Quanto alla possibilità di curare il paziente cronico a domicilio è diventato un elemento cruciale per il Ssn: per migliorare la qualità di vita delle persone - che potrebbero gestire meglio il loro tempo e preservare la loro privacy - ma anche il servizio offerto nei centri, dove dovrebbero afferire solo i pazienti che non possono avvalersi della dialisi peritoneale o dell'emodialisi domiciliare. «Eppure», spiega Mariacristina Gregorini, segretario Sin e direttore S.C. Nefrologia e Dialisi Ausl-Irccs di Reggio Emilia, «la diffusione di questa opzione è ancora molto limitata su tutto il territorio, con un dispendio di tempo e risorse. Ci sono tuttavia alcuni casi virtuosi in Italia che ci permettono di guardare verso nuovi orizzonti di cura. Che è il nostro impegno quotidiano per migliorare aspettativa e qualità di vita dei pazienti, riducendo i costi per il Ssn e rendendo più efficienti gli ospedali, attraverso la creazione di percorsi assistenziali integrati fra ospedali e territorio».
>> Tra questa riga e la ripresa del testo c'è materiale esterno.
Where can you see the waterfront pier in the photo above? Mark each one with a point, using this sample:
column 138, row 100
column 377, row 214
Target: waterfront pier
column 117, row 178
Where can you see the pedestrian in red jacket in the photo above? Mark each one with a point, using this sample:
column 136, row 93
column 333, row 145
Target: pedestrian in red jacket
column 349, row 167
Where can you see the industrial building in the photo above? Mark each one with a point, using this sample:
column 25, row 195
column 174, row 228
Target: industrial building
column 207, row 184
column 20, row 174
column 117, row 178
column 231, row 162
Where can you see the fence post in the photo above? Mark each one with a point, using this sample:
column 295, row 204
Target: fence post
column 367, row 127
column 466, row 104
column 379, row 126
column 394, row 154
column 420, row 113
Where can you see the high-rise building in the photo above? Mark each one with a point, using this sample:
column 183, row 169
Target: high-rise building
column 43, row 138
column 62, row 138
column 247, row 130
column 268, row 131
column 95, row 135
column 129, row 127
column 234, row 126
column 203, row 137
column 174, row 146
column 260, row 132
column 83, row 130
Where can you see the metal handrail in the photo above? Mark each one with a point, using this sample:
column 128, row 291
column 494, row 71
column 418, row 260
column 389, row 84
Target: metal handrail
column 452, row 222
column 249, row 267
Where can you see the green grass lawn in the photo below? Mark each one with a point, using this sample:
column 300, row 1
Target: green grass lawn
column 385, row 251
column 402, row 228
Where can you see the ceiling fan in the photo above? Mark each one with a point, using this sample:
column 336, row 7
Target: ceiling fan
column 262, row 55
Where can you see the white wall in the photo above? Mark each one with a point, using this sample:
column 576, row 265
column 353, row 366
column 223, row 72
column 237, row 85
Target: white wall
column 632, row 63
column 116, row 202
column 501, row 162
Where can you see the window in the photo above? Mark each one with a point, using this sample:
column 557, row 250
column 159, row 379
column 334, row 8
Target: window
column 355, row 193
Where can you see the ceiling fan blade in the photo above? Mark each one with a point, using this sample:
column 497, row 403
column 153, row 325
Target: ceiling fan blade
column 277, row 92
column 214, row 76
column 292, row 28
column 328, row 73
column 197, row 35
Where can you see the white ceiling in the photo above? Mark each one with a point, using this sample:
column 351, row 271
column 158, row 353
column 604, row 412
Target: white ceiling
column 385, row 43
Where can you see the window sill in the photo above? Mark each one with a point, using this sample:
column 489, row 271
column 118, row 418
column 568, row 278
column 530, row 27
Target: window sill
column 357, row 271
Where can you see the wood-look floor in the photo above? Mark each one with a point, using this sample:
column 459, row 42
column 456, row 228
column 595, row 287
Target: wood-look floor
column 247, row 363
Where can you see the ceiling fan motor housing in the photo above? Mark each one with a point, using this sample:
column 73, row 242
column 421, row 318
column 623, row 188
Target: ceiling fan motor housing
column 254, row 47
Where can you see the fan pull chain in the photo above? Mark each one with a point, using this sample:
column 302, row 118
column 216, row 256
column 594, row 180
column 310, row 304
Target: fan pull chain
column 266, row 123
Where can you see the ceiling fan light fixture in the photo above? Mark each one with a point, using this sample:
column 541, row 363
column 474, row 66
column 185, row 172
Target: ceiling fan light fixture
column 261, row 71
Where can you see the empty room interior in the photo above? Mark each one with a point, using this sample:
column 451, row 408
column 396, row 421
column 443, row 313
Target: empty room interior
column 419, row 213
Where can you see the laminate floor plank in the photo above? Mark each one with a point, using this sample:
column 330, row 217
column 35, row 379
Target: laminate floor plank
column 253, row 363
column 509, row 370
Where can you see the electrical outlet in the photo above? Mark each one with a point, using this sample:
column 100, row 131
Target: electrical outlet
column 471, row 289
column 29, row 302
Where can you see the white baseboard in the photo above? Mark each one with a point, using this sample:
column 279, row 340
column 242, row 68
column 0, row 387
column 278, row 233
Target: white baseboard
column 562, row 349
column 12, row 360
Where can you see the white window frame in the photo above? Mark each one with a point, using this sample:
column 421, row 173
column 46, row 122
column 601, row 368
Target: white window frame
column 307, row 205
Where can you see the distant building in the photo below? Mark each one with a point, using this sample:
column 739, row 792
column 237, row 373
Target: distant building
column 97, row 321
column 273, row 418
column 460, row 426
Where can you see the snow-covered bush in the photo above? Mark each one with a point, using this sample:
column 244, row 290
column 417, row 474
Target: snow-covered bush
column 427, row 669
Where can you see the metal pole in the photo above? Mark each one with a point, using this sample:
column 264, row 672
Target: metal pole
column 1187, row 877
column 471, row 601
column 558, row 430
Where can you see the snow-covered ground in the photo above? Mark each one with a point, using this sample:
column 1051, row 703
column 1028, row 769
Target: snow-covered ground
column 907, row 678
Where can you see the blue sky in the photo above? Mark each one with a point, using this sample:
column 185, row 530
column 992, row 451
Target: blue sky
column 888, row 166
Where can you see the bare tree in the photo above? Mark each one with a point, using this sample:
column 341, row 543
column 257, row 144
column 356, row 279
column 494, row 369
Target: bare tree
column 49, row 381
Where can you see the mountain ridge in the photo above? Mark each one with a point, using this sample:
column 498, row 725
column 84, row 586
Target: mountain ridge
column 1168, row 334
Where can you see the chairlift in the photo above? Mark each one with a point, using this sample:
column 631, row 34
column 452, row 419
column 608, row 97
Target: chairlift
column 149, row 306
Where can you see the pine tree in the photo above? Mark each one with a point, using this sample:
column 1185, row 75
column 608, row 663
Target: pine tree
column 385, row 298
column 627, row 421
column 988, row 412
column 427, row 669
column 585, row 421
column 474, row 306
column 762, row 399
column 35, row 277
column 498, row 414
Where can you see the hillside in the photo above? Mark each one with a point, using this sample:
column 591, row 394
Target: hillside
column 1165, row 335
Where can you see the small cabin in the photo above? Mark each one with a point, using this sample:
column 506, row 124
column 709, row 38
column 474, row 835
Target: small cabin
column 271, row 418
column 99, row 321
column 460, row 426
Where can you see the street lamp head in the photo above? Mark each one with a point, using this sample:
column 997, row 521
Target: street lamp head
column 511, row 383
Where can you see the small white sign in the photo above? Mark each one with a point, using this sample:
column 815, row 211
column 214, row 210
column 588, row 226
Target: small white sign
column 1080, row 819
Circa il ruolo che potranno avere telemedicina e Intelligenza Artificiale nella pratica clinica in nefrologia, oggi i nefrologi italiani si dicono pronti a raccogliere la sfida sostenuta anche dal Pnrr nell'ottica di ri-orientare la risposta sanitaria verso un approccio domiciliare e territoriale grazie alla telemedicina e l'assistenza da remoto. Il gruppo di lavoro Iss (Istituto superiore di sanità) -Sin sta elaborando un documento di consenso nazionale sulla telemedicina in nefrologia con l'obiettivo di stabilire i requisiti indispensabili per offrire servizi quali la teleassistenza, la televisita e il teleconsulto. L'urgenza di implementare la telemedicina è oggi ancor più evidente sulla base dell'aumento già registrato dei casi di Covid-19. Gli ospedali assistono infatti a una nuova ondata di infezioni che, sebbene di durata e di intensità minore rispetto al periodo pandemico, sono molto rischiose per le popolazioni fragili come quella dei pazienti nefropatici: dializzati, trapiantati e immunodepressi. «Ricordiamo che la mortalità per i pazienti nefropatici era stata nella prima fase pandemica del 40%, poi drasticamente ridotta con la somministrazione dei vaccini che però non ha ridotto il tasso di trasmissione» sottolinea Gregorini. Nella sessione dedicata al trapianto renale, infine, si spazierà dai problemi consolidati, come la recidiva delle glomerulonefriti nell'organo trapiantato, fino agli aspetti più innovativi di biologia molecolare per l'esecuzione e il monitoraggio del trapianto stesso.